PIERROT (le désarmant et le tuant.) — Il faut profiter du désarroi de tous ces gens. (À mesure que les soldats entrent, Pierrot les assomme.) Quand il n'en restera plus, je serai libre. (Voyant qu'il ne paraît plus de soldats.) Il n'en sort plus. Bon, il ne me reste que ce coquin de Factionnaire, qui ne bouge pas plus qu'un terme. (Allant au Factionnaire.) Voyons, l'ami !
LE FACTIONNAIRE. — Nicht bassir !
PIERROT. — Schnip, schnap, clapp, puisque c'est le mot de passe.
LE FACTIONNAIRE. — Nicht bassir !
PIERROT. — Tu ne vas donc pas manger la soupe ?

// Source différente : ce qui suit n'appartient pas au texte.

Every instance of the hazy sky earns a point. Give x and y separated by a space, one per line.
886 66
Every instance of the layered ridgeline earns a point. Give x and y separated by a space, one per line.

LE FACTIONNAIRE. — Nicht bassir !
PIERROT. — Un peu de soupe ! Veux-tu que je t'en apporte ?
LE FACTIONNAIRE. — Nicht bassir !
PIERROT. — Tu n'es donc qu'une mécanique ?
LE FACTIONNAIRE. — Nicht bassir !
PIERROT. — Ah ! tu vas me mettre en colère ! (Il le frappe. — Le soldat tombe.) Ce n'était qu'un véritable automate. Moi qui m'en suis tant inquiété ! Je fais mes adieux au roi de Prusse et je renonce à mon héritage ; je n'aurais qu'à trouver un autre notaire de la même espèce !... Je retourne à Pontoise.